We had a long weekend so Monday was a change than usual, and I got to sleep in!

Tuesday and Wednesday- I was out of office due to health reasons

Thursday- Worked on collecting data from Iowa Grocers excel file for prices on eggs, bacon and heirloom tomatoes. Finished cities in Iowa starting from the letter C and finished that.
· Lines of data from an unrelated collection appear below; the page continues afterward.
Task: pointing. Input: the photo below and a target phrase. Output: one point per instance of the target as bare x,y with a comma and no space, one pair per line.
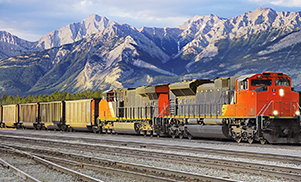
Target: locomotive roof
243,77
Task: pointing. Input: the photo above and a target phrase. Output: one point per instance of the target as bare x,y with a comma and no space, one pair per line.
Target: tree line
56,96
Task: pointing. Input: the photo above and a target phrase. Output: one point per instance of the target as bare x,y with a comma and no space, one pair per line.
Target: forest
56,96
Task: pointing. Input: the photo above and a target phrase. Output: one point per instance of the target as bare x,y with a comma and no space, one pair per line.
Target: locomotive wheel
250,140
95,130
70,129
263,141
238,140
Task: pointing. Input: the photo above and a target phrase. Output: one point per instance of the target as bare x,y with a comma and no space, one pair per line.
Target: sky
31,19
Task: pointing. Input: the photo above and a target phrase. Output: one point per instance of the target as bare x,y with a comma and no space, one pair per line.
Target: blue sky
31,19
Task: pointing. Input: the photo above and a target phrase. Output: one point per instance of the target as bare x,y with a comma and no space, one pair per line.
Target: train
260,107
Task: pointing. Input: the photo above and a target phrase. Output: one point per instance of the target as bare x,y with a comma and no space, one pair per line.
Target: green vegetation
56,96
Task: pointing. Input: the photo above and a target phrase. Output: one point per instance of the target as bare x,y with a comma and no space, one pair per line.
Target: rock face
98,53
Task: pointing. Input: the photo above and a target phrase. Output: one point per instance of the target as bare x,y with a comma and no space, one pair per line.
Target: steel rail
135,167
18,172
223,164
183,148
110,170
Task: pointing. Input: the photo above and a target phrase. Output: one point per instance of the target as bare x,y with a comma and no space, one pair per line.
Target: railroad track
35,162
171,147
221,164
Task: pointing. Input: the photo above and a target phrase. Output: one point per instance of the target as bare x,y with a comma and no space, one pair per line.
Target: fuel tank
208,131
127,128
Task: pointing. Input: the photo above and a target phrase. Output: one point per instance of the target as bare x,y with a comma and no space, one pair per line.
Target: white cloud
285,3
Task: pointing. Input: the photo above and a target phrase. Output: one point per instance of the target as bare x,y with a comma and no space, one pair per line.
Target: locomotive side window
110,97
244,85
261,82
282,82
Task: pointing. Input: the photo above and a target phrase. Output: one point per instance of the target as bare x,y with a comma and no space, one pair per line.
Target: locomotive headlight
281,92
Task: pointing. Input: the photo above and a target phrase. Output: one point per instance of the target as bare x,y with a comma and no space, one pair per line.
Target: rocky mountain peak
75,31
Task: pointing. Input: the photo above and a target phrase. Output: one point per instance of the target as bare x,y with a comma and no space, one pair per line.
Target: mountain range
98,53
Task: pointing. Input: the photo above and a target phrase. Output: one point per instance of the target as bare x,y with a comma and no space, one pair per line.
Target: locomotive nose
286,132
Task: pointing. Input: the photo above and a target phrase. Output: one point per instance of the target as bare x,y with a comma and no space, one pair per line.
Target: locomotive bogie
10,116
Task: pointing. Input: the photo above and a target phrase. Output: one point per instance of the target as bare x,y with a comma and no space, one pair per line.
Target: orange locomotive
261,107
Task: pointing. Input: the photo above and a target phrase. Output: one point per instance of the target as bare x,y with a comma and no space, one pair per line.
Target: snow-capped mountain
98,53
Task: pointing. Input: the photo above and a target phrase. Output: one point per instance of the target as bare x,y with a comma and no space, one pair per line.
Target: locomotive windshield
282,82
261,82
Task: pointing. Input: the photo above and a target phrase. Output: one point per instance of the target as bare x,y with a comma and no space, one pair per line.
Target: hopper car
256,107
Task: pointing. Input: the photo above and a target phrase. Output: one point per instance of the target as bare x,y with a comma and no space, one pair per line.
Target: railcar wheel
263,141
70,129
250,140
95,130
238,140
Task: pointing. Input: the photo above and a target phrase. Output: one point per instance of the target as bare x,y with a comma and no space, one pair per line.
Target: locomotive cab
267,105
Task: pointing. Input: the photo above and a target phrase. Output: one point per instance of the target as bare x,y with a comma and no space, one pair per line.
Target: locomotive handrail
261,110
267,107
298,105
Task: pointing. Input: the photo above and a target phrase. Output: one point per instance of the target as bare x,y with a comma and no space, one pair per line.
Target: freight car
261,107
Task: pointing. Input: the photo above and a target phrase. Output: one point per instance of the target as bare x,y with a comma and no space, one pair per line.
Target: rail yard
91,157
188,128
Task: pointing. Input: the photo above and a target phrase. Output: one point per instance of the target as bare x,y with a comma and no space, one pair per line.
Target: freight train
256,107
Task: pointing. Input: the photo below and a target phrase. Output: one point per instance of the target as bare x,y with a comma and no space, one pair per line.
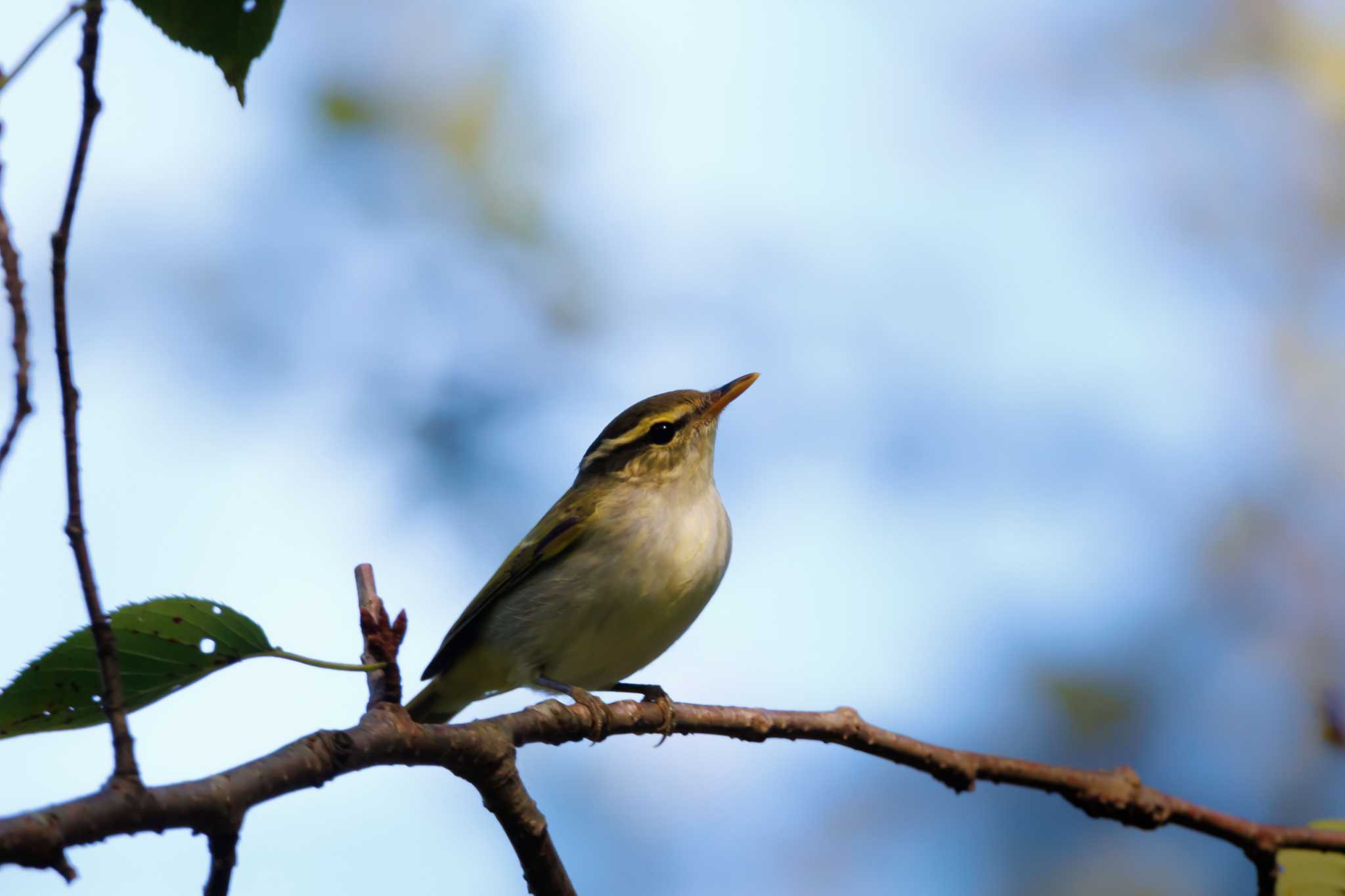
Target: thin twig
223,856
382,640
114,702
60,23
14,289
505,796
389,738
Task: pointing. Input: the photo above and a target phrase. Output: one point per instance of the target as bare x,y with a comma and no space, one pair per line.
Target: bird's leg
655,695
599,712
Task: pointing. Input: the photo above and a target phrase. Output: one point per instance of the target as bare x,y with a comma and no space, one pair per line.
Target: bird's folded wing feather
557,532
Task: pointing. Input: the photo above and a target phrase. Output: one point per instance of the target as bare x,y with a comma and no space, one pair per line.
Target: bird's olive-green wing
557,532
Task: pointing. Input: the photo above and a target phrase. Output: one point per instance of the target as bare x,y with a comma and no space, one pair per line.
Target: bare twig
382,640
33,51
387,738
223,856
14,289
503,794
114,702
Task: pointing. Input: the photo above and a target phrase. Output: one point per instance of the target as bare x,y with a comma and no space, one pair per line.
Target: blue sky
1000,402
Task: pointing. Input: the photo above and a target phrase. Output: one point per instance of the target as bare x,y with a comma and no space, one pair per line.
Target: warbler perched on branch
609,578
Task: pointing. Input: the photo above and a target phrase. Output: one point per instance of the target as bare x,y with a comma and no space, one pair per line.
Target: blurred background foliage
1046,458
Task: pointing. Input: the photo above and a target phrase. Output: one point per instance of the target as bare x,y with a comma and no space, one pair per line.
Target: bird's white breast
640,580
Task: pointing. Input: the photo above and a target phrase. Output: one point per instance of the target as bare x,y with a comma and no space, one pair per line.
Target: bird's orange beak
728,393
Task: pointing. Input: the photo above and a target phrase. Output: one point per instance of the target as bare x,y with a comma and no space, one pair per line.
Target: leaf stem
323,664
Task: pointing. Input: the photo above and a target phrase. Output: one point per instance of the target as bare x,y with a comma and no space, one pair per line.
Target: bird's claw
600,714
661,699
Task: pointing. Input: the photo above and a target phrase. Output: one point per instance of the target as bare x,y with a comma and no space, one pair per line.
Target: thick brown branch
14,291
114,702
387,736
503,794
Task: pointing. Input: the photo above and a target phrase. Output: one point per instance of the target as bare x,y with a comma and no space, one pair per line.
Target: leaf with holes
164,644
233,33
1306,872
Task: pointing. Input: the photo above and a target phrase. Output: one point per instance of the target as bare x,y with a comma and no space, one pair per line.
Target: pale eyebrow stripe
608,446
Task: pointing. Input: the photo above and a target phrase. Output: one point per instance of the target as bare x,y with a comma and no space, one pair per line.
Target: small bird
609,578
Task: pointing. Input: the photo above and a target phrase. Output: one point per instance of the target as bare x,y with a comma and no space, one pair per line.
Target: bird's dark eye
662,433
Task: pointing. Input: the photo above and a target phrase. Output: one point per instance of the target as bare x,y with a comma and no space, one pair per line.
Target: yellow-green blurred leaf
1305,872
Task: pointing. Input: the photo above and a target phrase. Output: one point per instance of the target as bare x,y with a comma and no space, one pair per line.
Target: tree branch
14,289
114,702
485,748
33,51
223,856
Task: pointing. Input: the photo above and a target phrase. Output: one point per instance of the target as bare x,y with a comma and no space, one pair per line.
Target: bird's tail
437,703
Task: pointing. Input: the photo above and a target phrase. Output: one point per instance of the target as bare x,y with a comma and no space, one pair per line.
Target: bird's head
663,438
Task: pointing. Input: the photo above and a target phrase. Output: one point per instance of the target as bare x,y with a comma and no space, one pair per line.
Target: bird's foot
655,695
600,714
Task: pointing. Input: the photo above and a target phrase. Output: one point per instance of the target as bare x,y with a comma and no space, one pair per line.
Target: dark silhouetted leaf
164,644
233,33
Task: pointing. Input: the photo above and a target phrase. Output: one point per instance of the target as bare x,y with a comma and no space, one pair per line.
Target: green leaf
164,644
1306,872
233,33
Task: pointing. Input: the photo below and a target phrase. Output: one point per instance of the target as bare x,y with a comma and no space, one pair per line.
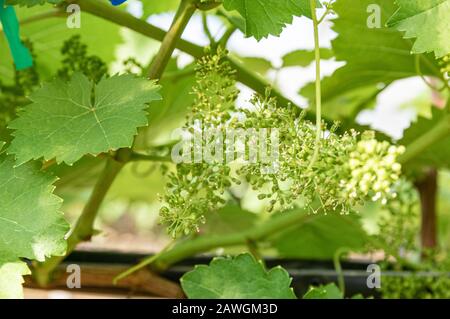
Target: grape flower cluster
351,168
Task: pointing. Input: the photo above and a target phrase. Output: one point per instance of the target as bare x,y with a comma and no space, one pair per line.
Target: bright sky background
389,115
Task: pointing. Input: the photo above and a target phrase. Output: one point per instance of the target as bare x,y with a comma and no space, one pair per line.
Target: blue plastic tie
117,2
20,53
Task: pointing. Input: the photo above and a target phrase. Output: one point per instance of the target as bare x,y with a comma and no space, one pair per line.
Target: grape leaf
30,3
329,291
269,16
373,56
438,154
47,45
69,120
240,277
428,21
31,225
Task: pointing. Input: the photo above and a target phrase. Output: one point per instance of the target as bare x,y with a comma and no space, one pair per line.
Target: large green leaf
269,16
373,56
69,120
240,277
438,154
31,225
320,237
426,20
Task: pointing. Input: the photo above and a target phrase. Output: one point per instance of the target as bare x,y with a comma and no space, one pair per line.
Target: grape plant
106,94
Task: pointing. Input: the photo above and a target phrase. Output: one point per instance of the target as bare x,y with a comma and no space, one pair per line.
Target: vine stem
201,244
318,85
182,17
84,228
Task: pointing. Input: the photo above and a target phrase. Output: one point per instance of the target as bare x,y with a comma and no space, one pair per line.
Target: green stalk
182,17
202,244
318,85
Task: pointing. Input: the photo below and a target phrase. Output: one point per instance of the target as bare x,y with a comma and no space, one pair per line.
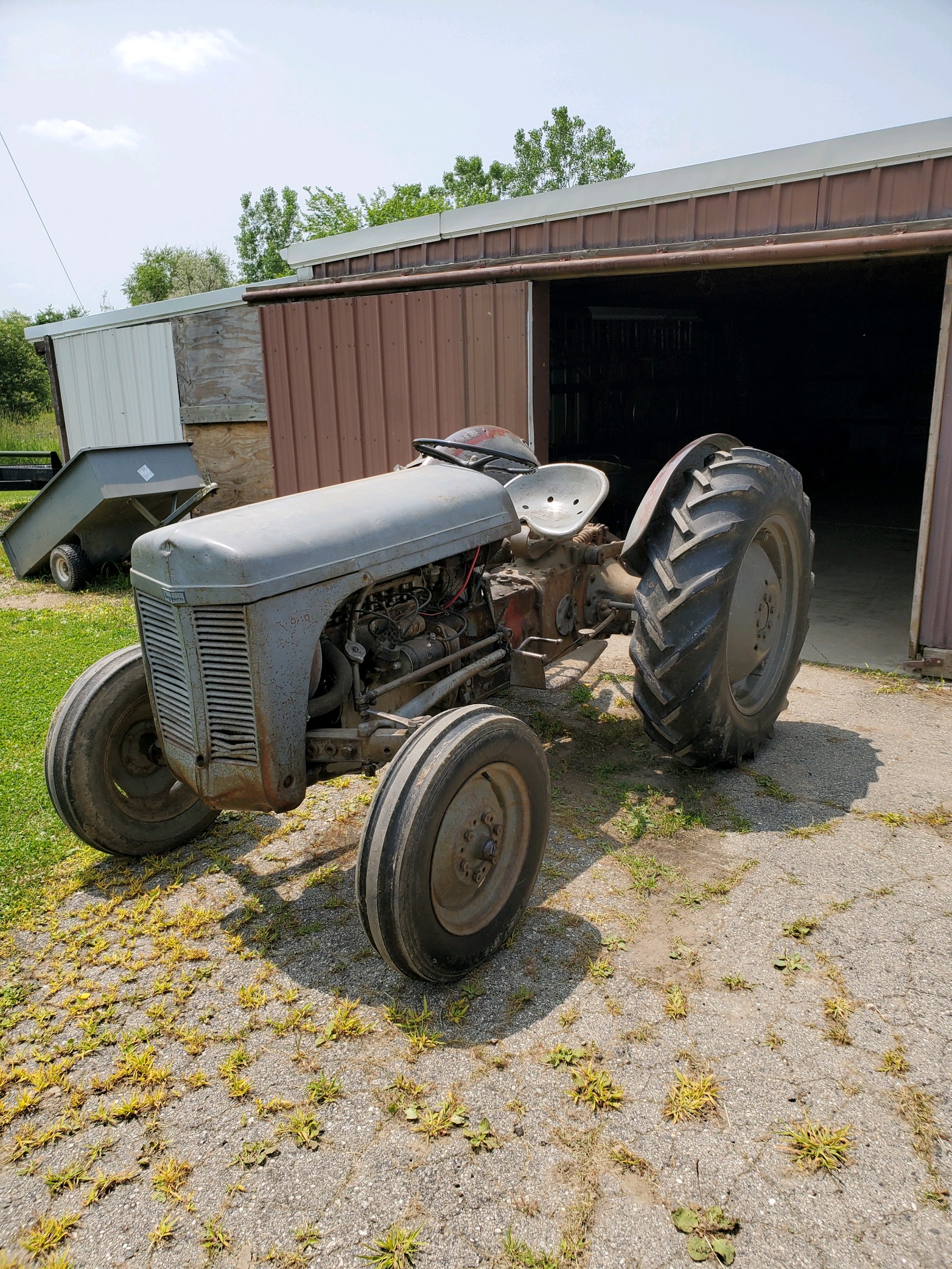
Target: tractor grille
168,669
226,678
Proceeded to work on cities from letter I. Completed cities from O to R and W as well.

Finished Datacamp Web Scraping Course.

Friday- Started working on developing a webscraping script in Python using BeautifulSoup, requests and pandas.

import pandas as pd
import requests
from bs4 import BeautifulSoup

# Read the input Excel file
input_file = "grocery_websites.xlsx"
df = pd.read_excel(input_file)

# Create a new DataFrame to store the results
result_df = pd.DataFrame(columns=["Website", "Product", "Price"])

# Scrape prices for each website
for index, row in df.iterrows():
    website = row["Website"]
    product = row["Product"]
    url = row["URL"]

try:
        # Send a GET request to the website
        response = requests.get(url)
        soup = BeautifulSoup(response.content, "html.parser")
        
        # Find the price element on the page
        price_element = soup.find("span", class_="price-amount")
        
        if price_element:
            price = price_element.text.strip()
            result_df = result_df.append({"Website": website, "Product": product, "Price": price}, ignore_index=True)
        else:
            result_df = result_df.append({"Website": website, "Product": product, "Price": "Not found"}, ignore_index=True)
    
except requests.exceptions.RequestException as e:
        print(f"Error scraping {website}: {e}")
        result_df = result_df.append({"Website": website, "Product": product, "Price": "Error"}, ignore_index=True)

# Write the results to a new Excel file
output_file = "grocery_prices.xlsx"
result_df.to_excel(output_file, index=False)

This is still in its working phase so hasn’t been finished yet, but working on it so that web scraping gets as autonomous as possible.